O Fórum Estadual de Reforma Urbana do Rio Grande do Sul compreende que é uma situação que ocorre na maioria das cidades brasileira. Porém, entende a cidade como uma construção coletiva; o espaço da vida real onde deve ser garantido o acesso a terra urbanizada; a aplicação da função social da propriedade e o direito ao exercício da democracia. Democracia do ponto de vista do cidadão e não do Banco Mundial, onde a população se reconheça como tal, não apenas conscientes de seus direitos, mas capazes de resistir e de transformar suas vidas e a sociedade.
Reconhece, também, que é preciso reagir, e que essa reação passa pela exigibilidade dos direitos conquistados e garantidos pelo Estado Brasileiro. Nesse sentido, considera imprescindível e urgente a articulação das entidades e movimentos sociais em um Fórum de luta pela reforma urbana, articulado à rede nacional – FNRU. A organização do Fórum Sul é fundamental para uma intervenção em rede pela efetividade das políticas públicas, para formular posições coletivas, para estimular a mobilização com a sociedade, devendo atuar de forma autônoma em relação aos governos e partidos políticos, exigindo que esses se posicionem em relação aos seus papéis na sociedade.
Por isso o Fórum Estadual de Reforma Urbana do Rio Grande do Sul convida os movimentos populares, entidades e organizações não governamentais dos estados do Paraná, Santa Catarina e Rio Grande do Sul para se somar à luta na consolidação do FNRU-Sul.
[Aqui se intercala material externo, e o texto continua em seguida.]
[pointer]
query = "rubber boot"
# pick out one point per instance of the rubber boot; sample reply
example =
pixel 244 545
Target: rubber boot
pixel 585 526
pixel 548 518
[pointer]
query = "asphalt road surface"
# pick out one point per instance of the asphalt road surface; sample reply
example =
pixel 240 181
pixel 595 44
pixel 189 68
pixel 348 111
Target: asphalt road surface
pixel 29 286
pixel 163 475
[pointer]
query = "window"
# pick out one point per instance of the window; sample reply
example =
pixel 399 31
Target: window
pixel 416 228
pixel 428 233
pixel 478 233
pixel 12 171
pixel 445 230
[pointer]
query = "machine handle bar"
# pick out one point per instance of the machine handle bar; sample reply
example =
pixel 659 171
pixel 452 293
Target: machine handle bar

Como passo importante dessa mobilização está a reunião que possibilitará o diálogo entre as organizações interessadas no engajamento nessa luta e representantes da Coordenação Nacional do Fórum Nacional de Reforma Urbana. Abaixo as informações referentes ao evento.
PROGRAMAÇÃO
DATA: 03 de março de 2012
LOCAL: Assembléia Legislativa do Estado do RS – Sala Maurício Cardoso
Praça Marechal Deodoro, 101 - Porto Alegre/RS - (51) 3210.2000
HORÁRIO: 9hs – 16hs
Entidades que compõe o Fórum Estadual de Reforma Urbana do Rio Grande do Sul:
ACESSO - Cidadania e Direitos Humanos
AGB-PA - Associação dos Geógrafos Brasileiros - Seção Porto Alegre
AMOVITA - Associação de Moradores da Vila São Judas Tadeu
CAMP - Centro de Assessoria Multiprofissional
CDES - Centro de Direitos Econômicos e Sociais
CIDADE-Centro de Assessoria e Estudos Urbanos
CMP - Central dos Movimentos Populares
CONAM - Confederação Nacional de Associação de Moradores
Fórum de Justiça e Segurança Região Noroeste
IdhEs - Instituto de Direitos Humanos
IPES – Instituto de Planejamento e Estudos Socioambientais
MNLM-RS Movimento Nacional de Luta pela Moradia
Observatório das Metrópoles – Núcleo Porto Alegre
Ponto de Cultura Quilombo do Sopapo
Rede Planos Diretores Participativos
SAJU/UFRGS - Serviço de Assessoria Jurídica Universitária
SEMAPI - Sindicato dos Empregados em Empresas de Assessoramento, Perícias, Informações e Pesquisas e de Fundações Estaduais do RS.
FNRU - Fórum Nacional de Reforma Urbana
Porto Alegre-RS, 27 de Fevereiro de 2012.